Within this context, it is important that contractors and their clients are working in harmony. Put simply, contractors cannot be expected to absorb the upward trajectory of material prices, particularly when critical materials such as rebar have increased year-on-year by almost 50%.

At the same time, public organisations need the confidence to continue pushing forward with projects knowing that they will be delivered to time and budget.

Keeping projects on track

For those in the midst of project delivery, our advice is to bring all parties around the table to address cost concerns as early as possible. In doing so, project teams can openly reflect on the market forces at play and seek alternative approaches – including changes to specification – that still enable the client to achieve the desired outcome.

Ordering critical materials early is also recommended.
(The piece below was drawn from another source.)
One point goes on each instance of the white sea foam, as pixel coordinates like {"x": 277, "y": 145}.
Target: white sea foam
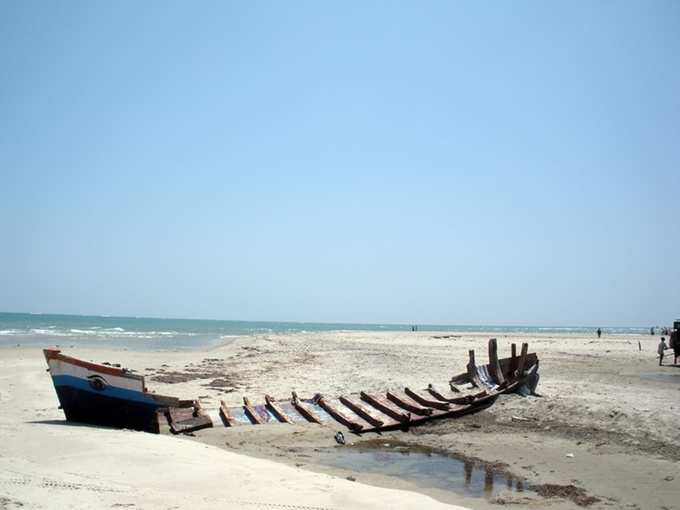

The Bank of England has made clear that inflation is unlikely to plateau before the end of the year, so a pragmatic approach to securing resources is a good way to limit exposure to further cost increases.

From a client perspective, firms should also be alive to how inflation will affect willingness to approve new projects. We have long promoted the values of robust, efficient and accelerated procurement through our frameworks – something that has become more attractive as clients look to manage inflationary risk. Many public sector organisations are also increasingly considering batching the procurement of projects which, with the support of the right contractor, could halve the financial impact of overall costs going up.

All this points to the increased need for contactors to be supportive in terms of the feasibility of projects. By helping clients and engaging them early, the industry can foster deeper, less transactional relationships that ensure projects are procured effectively and with a timeline of further inflation in mind.

Equally, it helps to facilitate conversations around risk management and the allocation of responsibility should costs increase. This way, clients are more likely to approach projects with eyes wide open and make more effective choices at the point of procurement.